Making the decisions of when to hit-and-run, when to pull a struggling pitcher, and how to construct a lineup aren’t easy, and those decisions are the ones for which MLB managers get paid the big bucks. The actual process of managing, though, isn’t hard. Put nine guys in a lineup in some kind of order. Try to have a pitcher in there somewhere. Make sure the guy who bats ninth in the lineup always bats right after the guy who hits eighth in the lineup, even if you’ve switched the guys around. Not hard at all, really.

So how in the hell has a Dusty Baker team TWICE in the last four years batted out of order? In 2004, Dusty’s Cubs batted out of order against the Reds. Remember that one? Dusty made a huge production out of pissing and moaning at C.B. Bucknor, as if it was Bucknor’s fault that Dusty had no idea how to make a double switch. It happened again over the weekend.

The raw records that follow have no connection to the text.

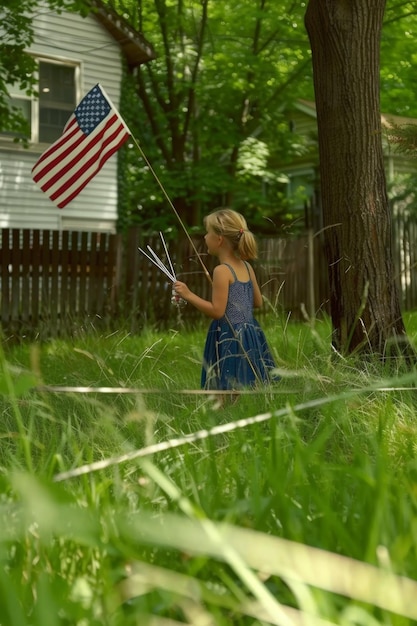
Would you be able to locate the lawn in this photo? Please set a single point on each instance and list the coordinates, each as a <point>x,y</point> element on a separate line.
<point>129,498</point>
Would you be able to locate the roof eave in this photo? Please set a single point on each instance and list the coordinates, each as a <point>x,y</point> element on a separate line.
<point>133,45</point>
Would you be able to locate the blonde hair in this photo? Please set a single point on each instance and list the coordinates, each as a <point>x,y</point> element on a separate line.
<point>233,227</point>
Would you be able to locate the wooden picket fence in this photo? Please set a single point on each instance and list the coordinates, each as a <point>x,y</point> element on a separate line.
<point>54,283</point>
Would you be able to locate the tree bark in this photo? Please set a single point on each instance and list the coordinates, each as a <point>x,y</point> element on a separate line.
<point>345,40</point>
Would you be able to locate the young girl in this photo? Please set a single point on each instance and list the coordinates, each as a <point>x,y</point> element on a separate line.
<point>236,353</point>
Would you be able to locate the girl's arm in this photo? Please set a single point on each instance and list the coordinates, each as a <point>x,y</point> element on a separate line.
<point>220,292</point>
<point>257,295</point>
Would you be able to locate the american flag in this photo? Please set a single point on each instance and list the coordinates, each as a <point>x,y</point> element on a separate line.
<point>93,133</point>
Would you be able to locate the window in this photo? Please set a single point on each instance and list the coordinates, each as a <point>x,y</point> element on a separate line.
<point>57,99</point>
<point>58,90</point>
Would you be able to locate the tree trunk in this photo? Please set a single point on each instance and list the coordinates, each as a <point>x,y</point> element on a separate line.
<point>345,39</point>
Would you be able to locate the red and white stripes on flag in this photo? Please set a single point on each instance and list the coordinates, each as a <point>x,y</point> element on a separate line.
<point>93,133</point>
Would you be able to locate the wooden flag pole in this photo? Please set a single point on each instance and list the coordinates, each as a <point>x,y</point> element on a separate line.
<point>145,158</point>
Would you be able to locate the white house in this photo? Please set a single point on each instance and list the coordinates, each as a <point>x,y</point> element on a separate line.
<point>73,54</point>
<point>302,174</point>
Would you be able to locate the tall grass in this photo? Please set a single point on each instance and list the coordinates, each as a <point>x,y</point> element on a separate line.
<point>295,504</point>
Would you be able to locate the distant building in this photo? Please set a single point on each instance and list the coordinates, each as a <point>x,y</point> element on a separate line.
<point>74,53</point>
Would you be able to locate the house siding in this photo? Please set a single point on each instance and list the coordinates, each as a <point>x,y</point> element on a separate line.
<point>71,38</point>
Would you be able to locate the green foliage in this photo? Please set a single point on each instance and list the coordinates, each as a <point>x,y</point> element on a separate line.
<point>211,107</point>
<point>399,59</point>
<point>293,501</point>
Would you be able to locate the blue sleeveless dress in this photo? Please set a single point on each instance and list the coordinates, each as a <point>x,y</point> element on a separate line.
<point>236,353</point>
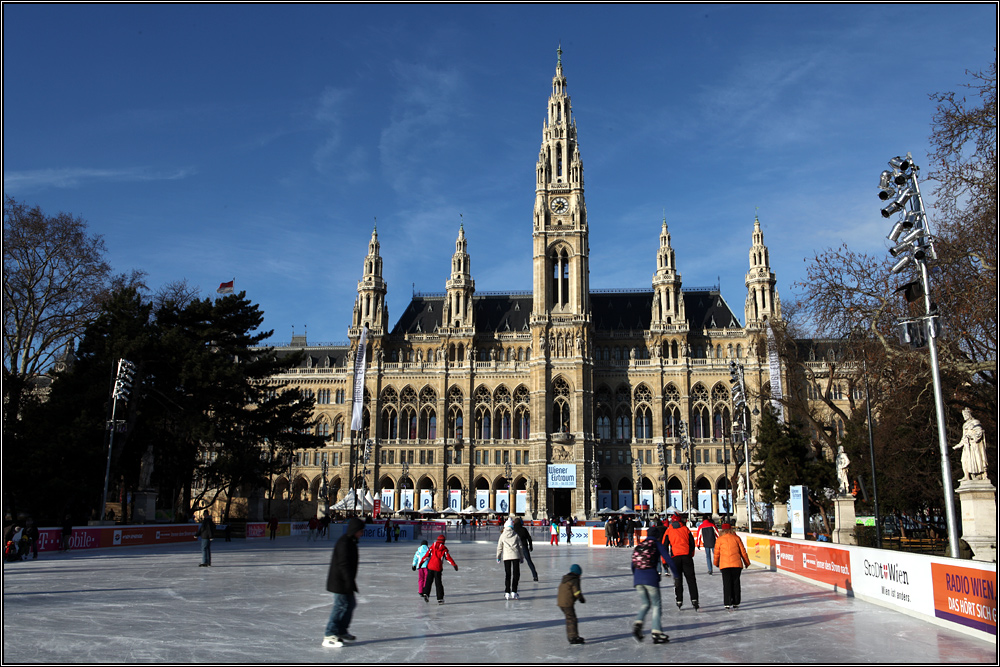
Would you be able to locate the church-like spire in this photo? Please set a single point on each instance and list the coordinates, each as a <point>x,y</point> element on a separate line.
<point>763,302</point>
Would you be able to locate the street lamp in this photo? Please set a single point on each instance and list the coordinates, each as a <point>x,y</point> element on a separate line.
<point>122,388</point>
<point>914,246</point>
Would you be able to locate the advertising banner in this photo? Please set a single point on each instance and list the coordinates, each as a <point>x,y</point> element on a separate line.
<point>798,510</point>
<point>646,496</point>
<point>426,498</point>
<point>827,564</point>
<point>482,500</point>
<point>676,500</point>
<point>604,500</point>
<point>624,499</point>
<point>965,596</point>
<point>705,501</point>
<point>406,499</point>
<point>503,501</point>
<point>387,500</point>
<point>562,476</point>
<point>725,501</point>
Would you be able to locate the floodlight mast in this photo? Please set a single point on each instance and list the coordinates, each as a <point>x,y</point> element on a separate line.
<point>916,247</point>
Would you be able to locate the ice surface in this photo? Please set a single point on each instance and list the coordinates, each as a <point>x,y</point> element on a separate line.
<point>265,601</point>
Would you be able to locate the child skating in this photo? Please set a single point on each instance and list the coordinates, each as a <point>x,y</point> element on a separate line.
<point>569,593</point>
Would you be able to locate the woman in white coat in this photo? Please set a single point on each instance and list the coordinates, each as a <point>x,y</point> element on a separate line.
<point>511,552</point>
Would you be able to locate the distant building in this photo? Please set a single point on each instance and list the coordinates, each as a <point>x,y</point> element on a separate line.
<point>466,388</point>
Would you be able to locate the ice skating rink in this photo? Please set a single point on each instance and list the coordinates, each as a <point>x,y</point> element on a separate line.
<point>265,601</point>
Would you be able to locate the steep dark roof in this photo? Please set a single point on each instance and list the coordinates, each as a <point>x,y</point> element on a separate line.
<point>612,311</point>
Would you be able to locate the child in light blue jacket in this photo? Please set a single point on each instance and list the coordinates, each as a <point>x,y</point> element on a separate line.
<point>421,570</point>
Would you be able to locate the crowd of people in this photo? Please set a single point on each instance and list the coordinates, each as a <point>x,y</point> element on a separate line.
<point>666,548</point>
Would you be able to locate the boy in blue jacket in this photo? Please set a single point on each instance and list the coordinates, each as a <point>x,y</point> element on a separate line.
<point>646,580</point>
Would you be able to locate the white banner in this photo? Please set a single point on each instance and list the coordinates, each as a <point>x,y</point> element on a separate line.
<point>359,382</point>
<point>562,476</point>
<point>646,496</point>
<point>775,363</point>
<point>676,500</point>
<point>503,502</point>
<point>387,500</point>
<point>624,499</point>
<point>482,500</point>
<point>604,500</point>
<point>725,501</point>
<point>406,499</point>
<point>705,501</point>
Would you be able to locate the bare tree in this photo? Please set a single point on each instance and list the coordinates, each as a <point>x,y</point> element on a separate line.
<point>55,278</point>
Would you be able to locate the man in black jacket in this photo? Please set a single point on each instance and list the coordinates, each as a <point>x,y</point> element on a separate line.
<point>522,532</point>
<point>340,581</point>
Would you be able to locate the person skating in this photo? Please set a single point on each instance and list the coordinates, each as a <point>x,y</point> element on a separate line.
<point>510,551</point>
<point>730,557</point>
<point>435,557</point>
<point>341,580</point>
<point>419,568</point>
<point>681,543</point>
<point>206,531</point>
<point>707,535</point>
<point>645,558</point>
<point>569,594</point>
<point>526,542</point>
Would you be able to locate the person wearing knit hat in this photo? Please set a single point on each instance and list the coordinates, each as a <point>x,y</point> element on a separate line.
<point>730,557</point>
<point>510,551</point>
<point>569,594</point>
<point>435,557</point>
<point>341,581</point>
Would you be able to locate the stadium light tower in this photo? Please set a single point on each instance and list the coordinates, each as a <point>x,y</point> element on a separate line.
<point>914,247</point>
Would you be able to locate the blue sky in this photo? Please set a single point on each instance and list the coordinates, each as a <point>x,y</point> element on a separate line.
<point>261,142</point>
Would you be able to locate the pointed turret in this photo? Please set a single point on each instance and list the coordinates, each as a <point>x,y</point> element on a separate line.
<point>458,304</point>
<point>763,302</point>
<point>369,308</point>
<point>668,299</point>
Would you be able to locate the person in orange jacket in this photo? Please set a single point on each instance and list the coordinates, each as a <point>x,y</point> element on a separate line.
<point>681,542</point>
<point>730,557</point>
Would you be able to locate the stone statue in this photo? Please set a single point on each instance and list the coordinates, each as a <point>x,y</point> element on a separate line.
<point>146,468</point>
<point>973,446</point>
<point>842,462</point>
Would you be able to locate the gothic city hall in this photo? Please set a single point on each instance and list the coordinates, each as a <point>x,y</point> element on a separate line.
<point>561,401</point>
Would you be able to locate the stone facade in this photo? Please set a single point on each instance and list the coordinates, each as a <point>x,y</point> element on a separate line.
<point>467,388</point>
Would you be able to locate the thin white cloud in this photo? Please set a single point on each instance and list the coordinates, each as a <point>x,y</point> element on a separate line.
<point>41,179</point>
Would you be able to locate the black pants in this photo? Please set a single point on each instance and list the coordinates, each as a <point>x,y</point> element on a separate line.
<point>511,575</point>
<point>434,576</point>
<point>571,624</point>
<point>685,566</point>
<point>731,586</point>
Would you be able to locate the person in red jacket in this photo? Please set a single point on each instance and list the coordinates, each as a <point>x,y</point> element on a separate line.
<point>435,557</point>
<point>730,557</point>
<point>681,542</point>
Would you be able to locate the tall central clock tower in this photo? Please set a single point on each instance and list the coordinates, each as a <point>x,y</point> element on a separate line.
<point>561,366</point>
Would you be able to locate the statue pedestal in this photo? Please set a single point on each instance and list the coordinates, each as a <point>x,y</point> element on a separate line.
<point>144,507</point>
<point>845,520</point>
<point>979,518</point>
<point>780,518</point>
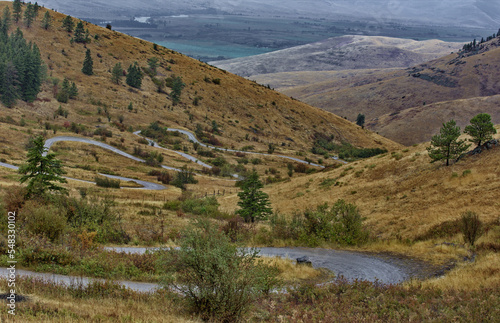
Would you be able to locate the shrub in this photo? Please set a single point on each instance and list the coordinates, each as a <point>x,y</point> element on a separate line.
<point>107,182</point>
<point>218,280</point>
<point>342,224</point>
<point>471,227</point>
<point>185,176</point>
<point>42,219</point>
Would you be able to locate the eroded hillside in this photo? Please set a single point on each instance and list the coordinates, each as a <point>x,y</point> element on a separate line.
<point>423,96</point>
<point>245,113</point>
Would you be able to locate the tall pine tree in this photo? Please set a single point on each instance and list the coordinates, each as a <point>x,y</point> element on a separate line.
<point>134,76</point>
<point>446,145</point>
<point>88,64</point>
<point>17,10</point>
<point>79,33</point>
<point>68,24</point>
<point>29,15</point>
<point>9,84</point>
<point>46,20</point>
<point>20,69</point>
<point>253,202</point>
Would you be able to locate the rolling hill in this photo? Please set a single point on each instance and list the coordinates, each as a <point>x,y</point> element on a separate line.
<point>481,13</point>
<point>418,99</point>
<point>341,53</point>
<point>245,113</point>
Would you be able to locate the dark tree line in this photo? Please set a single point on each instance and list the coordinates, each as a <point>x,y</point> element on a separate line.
<point>20,68</point>
<point>474,45</point>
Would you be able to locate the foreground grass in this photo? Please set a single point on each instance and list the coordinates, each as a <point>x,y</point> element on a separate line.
<point>339,301</point>
<point>100,302</point>
<point>371,302</point>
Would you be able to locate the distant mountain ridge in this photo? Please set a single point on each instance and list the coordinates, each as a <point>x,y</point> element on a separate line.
<point>478,13</point>
<point>342,53</point>
<point>406,105</point>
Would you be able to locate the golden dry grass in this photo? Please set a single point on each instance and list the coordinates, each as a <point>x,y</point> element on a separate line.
<point>484,272</point>
<point>399,106</point>
<point>236,104</point>
<point>289,271</point>
<point>401,195</point>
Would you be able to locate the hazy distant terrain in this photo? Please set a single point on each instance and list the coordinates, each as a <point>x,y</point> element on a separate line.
<point>342,53</point>
<point>477,13</point>
<point>225,29</point>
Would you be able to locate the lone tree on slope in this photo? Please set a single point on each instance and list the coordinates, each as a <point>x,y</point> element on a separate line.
<point>446,145</point>
<point>41,170</point>
<point>88,64</point>
<point>360,120</point>
<point>481,129</point>
<point>253,202</point>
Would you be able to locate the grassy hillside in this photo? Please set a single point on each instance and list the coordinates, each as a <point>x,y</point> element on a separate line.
<point>246,113</point>
<point>386,97</point>
<point>408,207</point>
<point>341,53</point>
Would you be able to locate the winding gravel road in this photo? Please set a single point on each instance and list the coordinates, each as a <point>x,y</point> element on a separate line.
<point>193,138</point>
<point>351,265</point>
<point>149,185</point>
<point>145,185</point>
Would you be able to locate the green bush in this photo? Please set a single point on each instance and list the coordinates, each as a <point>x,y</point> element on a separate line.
<point>218,280</point>
<point>185,176</point>
<point>40,219</point>
<point>341,224</point>
<point>471,227</point>
<point>107,182</point>
<point>207,206</point>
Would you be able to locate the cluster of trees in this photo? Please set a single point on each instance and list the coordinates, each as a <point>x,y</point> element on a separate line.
<point>81,35</point>
<point>68,91</point>
<point>473,45</point>
<point>447,146</point>
<point>21,71</point>
<point>134,76</point>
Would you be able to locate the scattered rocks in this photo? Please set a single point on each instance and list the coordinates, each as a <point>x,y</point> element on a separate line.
<point>487,145</point>
<point>304,261</point>
<point>18,298</point>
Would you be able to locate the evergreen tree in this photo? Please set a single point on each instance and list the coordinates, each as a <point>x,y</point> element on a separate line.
<point>153,64</point>
<point>73,91</point>
<point>41,170</point>
<point>79,33</point>
<point>6,20</point>
<point>68,24</point>
<point>134,76</point>
<point>446,145</point>
<point>177,86</point>
<point>29,15</point>
<point>36,9</point>
<point>17,10</point>
<point>9,84</point>
<point>117,73</point>
<point>31,66</point>
<point>253,202</point>
<point>46,21</point>
<point>481,129</point>
<point>88,64</point>
<point>21,64</point>
<point>360,120</point>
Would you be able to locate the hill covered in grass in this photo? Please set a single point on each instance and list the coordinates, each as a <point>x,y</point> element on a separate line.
<point>341,53</point>
<point>243,113</point>
<point>407,105</point>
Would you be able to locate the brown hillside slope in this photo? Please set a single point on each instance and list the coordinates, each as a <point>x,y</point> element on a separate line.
<point>401,194</point>
<point>247,113</point>
<point>379,93</point>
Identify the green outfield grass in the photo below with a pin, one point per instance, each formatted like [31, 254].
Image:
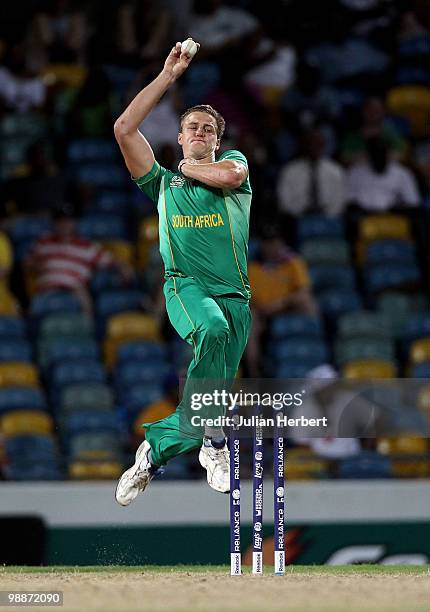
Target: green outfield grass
[199, 569]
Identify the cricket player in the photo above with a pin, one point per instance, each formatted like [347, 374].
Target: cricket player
[203, 211]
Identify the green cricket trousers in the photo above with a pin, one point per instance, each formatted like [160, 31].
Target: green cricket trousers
[218, 329]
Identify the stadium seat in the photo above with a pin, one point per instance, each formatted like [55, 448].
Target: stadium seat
[52, 351]
[384, 226]
[21, 422]
[54, 301]
[420, 351]
[95, 445]
[319, 226]
[291, 325]
[12, 398]
[398, 251]
[127, 327]
[358, 349]
[102, 227]
[363, 324]
[336, 302]
[66, 324]
[317, 252]
[95, 470]
[369, 368]
[330, 276]
[17, 374]
[137, 396]
[366, 465]
[412, 102]
[309, 351]
[391, 276]
[87, 396]
[147, 237]
[12, 327]
[76, 371]
[122, 250]
[91, 149]
[15, 350]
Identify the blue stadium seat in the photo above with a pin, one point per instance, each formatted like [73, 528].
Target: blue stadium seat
[66, 349]
[82, 421]
[121, 300]
[319, 226]
[290, 325]
[308, 351]
[54, 301]
[15, 350]
[12, 398]
[336, 302]
[77, 371]
[91, 149]
[292, 370]
[11, 327]
[102, 227]
[102, 175]
[134, 372]
[390, 276]
[401, 251]
[141, 351]
[327, 276]
[138, 396]
[368, 464]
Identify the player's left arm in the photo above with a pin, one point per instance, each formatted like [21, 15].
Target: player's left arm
[224, 174]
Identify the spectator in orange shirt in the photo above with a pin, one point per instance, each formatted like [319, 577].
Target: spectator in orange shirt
[279, 283]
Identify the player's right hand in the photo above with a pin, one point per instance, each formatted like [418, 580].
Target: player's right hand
[176, 62]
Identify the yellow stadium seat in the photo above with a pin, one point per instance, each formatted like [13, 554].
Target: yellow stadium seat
[20, 374]
[121, 250]
[21, 422]
[403, 445]
[413, 103]
[420, 351]
[369, 368]
[126, 327]
[98, 470]
[148, 236]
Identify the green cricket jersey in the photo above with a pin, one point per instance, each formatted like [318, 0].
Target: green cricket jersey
[203, 230]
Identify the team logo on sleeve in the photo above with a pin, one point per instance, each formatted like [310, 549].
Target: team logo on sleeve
[177, 181]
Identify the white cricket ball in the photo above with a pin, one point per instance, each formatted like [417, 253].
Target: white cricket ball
[189, 47]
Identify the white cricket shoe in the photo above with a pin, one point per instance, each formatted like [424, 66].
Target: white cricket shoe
[135, 479]
[216, 461]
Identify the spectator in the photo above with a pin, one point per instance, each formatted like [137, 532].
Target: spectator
[8, 303]
[20, 90]
[373, 125]
[379, 184]
[279, 283]
[63, 260]
[313, 182]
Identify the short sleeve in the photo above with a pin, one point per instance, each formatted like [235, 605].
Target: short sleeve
[240, 157]
[150, 183]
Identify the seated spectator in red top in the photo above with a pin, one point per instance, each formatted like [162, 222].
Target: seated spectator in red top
[63, 260]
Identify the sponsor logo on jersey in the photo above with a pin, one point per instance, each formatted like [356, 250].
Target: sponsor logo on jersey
[197, 221]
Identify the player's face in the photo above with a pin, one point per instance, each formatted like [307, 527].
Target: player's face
[199, 135]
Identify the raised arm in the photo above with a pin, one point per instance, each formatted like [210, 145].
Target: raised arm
[137, 151]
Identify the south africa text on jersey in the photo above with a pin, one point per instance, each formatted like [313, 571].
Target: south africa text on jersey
[197, 221]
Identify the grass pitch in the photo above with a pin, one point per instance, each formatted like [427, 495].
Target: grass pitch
[178, 588]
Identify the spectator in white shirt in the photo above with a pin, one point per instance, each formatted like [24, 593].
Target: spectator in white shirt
[312, 183]
[379, 183]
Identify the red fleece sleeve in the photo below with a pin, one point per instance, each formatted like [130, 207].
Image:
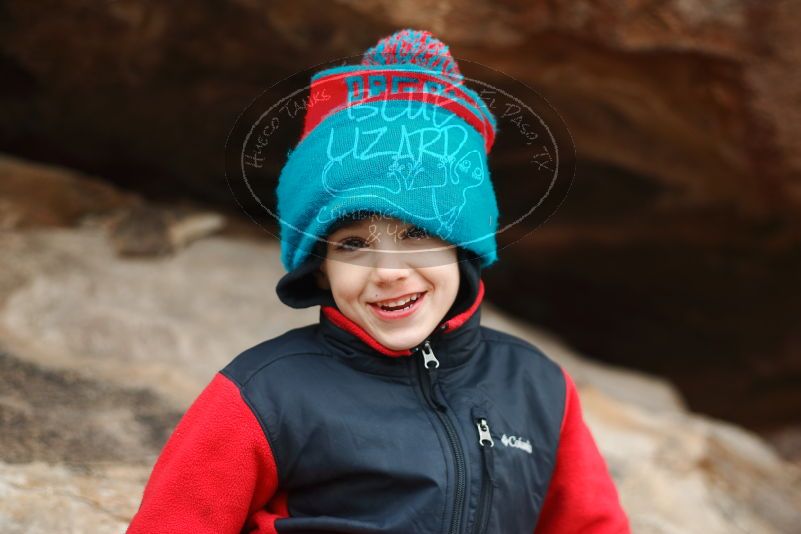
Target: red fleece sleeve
[214, 472]
[581, 496]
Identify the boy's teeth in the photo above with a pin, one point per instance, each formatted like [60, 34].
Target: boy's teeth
[391, 304]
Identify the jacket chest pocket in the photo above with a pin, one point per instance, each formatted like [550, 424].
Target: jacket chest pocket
[514, 473]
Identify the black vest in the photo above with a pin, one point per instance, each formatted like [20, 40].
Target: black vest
[365, 442]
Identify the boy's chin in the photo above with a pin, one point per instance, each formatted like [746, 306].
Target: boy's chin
[400, 342]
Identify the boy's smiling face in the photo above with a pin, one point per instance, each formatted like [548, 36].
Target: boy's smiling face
[374, 267]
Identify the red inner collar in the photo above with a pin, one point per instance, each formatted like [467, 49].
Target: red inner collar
[339, 319]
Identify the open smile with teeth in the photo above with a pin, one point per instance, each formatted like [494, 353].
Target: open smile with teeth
[398, 305]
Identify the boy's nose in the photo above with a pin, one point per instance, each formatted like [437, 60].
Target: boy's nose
[390, 266]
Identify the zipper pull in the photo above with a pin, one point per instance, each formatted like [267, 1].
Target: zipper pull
[484, 435]
[429, 360]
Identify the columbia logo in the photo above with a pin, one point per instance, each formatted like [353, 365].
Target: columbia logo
[514, 441]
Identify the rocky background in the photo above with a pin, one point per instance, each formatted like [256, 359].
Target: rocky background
[667, 282]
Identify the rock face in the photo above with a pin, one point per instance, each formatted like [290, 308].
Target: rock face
[129, 343]
[101, 353]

What is this, Pony League? I remember one summer while playing with my town league, the guy who was supposed to hit after me stepped to the plate to take my at-bat. One pitch into the at-bat, both my coach and I realized that a mistake had been made. I finished the at-bat down a strike. I was ten years old.

That’s right, Dusty. A ten-year-old kid and a coach who exacted revenge for his own failings as an athlete through a group of adolescents aren’t quite as stupid as you are. Hell, as dying_diehard pointed out over at Desipio, batting out of order has only happened about seventy-seven times in the history of the MLB. Dusty Baker was the manager on THREE of those occasions. That is staggeringly stupid.

Meanwhile, Lou’s Cubs currently sport the best record in baseball, are at the top of the NL Central standings (obviously), and haven’t once lost a single out because their manager is too busy munching on exotic pieces of wood to be bothered to take a peek at a lineup card.

How did we put up with anything less for four whole years?